I think that the founding fathers of the US understood that the electoral college could lead to that result. While they would not have wanted it to happen, they felt it important enough to give low-population states a say to take the risk. There are at least a few things about our government that are based on how things were done more than 100 or 200 years ago, but changing them can be difficult. Getting rid of the electoral college will be near impossible because it would require the ratification of a new amendment by 3/4 of the states, and I think that there are too many states who would fear being disenfranchised under a popular vote system.
As someone who didn't vote for most of his life because of his stupid religion, I am keenly aware of how valuable that opportunity is. But fewer than half of eligible Americans do so in presidential years, and far fewer still in between. Those percentages are much worse as the demographics get younger. And those younger voters skew liberal. If we were somehow able to ditch the electoral college for a popular vote, those non-voters might be even less incentivized to get to the polls. Republicans didn't just take the White House, they still have majorities in congress and have solid footholds in many local government positions throughout the country. Instead of focusing on the electoral college, Democrats must figure out how to get more people to the polls.
As for the question in the OP: My thoughts on Trump are that he was more interested in running for President than in being President, and if the next four years turn out to be forgettable we'll have dodged a bullet. But he already stumbled by publicizing a phone call with the President of Taiwan which could have long-lasting repercussions on our relations with China. It's a bad way to start a presidency that hasn't even started yet.

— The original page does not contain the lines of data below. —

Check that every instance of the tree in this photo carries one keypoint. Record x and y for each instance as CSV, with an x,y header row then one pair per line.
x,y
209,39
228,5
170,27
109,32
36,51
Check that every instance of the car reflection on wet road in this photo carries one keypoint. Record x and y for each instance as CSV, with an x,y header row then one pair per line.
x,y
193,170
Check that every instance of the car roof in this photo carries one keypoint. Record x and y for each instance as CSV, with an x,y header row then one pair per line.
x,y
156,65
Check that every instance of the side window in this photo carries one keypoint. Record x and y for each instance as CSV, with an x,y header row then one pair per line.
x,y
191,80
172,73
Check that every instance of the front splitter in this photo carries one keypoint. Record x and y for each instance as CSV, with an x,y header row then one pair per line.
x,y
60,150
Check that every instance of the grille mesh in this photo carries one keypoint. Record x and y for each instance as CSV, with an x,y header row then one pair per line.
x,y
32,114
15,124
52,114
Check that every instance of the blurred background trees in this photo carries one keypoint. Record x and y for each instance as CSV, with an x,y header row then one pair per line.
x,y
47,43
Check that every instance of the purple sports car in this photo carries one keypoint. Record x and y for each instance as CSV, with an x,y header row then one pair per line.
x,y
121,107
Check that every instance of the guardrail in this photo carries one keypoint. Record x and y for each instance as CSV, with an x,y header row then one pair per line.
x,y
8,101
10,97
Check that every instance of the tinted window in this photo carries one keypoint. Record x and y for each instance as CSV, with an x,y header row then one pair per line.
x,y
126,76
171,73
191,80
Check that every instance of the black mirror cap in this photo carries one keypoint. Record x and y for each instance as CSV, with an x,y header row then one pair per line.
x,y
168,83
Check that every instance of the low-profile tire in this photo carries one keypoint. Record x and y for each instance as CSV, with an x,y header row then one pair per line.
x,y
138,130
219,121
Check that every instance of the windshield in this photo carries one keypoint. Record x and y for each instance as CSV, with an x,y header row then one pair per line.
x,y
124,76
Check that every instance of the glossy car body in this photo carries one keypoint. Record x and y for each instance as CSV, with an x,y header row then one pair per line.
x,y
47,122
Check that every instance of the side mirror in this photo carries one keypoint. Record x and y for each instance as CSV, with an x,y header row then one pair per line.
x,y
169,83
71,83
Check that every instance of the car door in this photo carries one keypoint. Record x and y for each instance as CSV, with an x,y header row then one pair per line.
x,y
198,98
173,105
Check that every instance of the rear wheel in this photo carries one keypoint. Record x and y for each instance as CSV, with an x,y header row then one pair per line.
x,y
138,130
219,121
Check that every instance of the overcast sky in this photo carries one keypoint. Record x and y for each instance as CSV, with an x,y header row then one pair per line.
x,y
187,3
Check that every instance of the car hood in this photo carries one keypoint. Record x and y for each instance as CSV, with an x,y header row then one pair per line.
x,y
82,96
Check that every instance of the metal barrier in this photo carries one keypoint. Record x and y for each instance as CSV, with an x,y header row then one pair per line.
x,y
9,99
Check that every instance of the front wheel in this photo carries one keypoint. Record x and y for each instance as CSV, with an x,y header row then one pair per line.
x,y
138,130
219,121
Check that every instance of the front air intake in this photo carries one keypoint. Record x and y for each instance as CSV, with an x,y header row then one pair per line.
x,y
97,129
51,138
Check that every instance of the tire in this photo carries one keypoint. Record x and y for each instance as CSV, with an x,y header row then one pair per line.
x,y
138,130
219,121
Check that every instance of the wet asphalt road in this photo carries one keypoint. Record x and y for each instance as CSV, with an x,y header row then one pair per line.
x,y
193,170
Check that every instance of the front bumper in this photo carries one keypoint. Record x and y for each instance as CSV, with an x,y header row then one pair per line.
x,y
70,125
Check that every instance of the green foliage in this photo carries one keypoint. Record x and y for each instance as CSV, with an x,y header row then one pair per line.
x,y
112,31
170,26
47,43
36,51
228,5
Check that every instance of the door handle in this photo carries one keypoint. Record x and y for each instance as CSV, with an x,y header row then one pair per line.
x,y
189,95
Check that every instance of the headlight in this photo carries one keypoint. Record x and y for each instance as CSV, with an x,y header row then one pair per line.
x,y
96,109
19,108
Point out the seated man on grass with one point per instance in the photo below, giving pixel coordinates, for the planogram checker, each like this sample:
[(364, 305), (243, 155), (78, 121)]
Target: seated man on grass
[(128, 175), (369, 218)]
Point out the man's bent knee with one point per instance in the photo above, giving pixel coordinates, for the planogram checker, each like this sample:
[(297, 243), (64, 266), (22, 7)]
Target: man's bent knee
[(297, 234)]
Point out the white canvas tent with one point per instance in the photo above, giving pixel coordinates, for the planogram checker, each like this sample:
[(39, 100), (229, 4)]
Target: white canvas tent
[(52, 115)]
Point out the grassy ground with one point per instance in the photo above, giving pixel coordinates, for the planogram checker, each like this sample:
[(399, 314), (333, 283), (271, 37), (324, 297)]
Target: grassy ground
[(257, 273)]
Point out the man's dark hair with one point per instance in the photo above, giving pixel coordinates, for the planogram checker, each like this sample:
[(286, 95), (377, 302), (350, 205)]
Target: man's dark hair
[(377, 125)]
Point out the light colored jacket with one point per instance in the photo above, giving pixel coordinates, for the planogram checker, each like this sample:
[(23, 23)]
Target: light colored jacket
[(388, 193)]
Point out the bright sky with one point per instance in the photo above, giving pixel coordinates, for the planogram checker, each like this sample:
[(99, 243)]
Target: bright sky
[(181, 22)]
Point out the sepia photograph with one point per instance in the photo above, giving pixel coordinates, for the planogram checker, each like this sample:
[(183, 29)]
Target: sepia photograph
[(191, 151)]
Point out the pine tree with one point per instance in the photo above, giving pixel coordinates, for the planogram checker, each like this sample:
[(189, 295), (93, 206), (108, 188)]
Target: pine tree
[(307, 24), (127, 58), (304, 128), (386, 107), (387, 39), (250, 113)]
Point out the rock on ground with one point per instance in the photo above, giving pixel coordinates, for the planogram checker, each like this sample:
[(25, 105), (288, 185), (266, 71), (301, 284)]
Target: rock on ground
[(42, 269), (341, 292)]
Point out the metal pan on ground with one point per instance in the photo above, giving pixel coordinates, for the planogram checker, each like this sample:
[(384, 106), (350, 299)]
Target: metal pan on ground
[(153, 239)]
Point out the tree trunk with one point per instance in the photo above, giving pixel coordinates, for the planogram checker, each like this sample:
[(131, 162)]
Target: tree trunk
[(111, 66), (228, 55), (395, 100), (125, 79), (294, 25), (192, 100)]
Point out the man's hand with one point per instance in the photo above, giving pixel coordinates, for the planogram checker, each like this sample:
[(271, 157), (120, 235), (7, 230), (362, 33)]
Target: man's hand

"Well, evolution is a theory. It is also a fact. And facts and theories are different things, not rungs in a hierarchy of increasing certainty. Facts are the world's data. Theories are structures of ideas that explain and interpret facts. Facts don't go away when scientists debate rival theories to explain them. Einstein's theory of gravitation replaced Newton's in this century, but apples didn't suspend themselves in midair, pending the outcome. And humans evolved from ape- like ancestors whether they did so by Darwin's proposed mechanism or by some other yet to be discovered."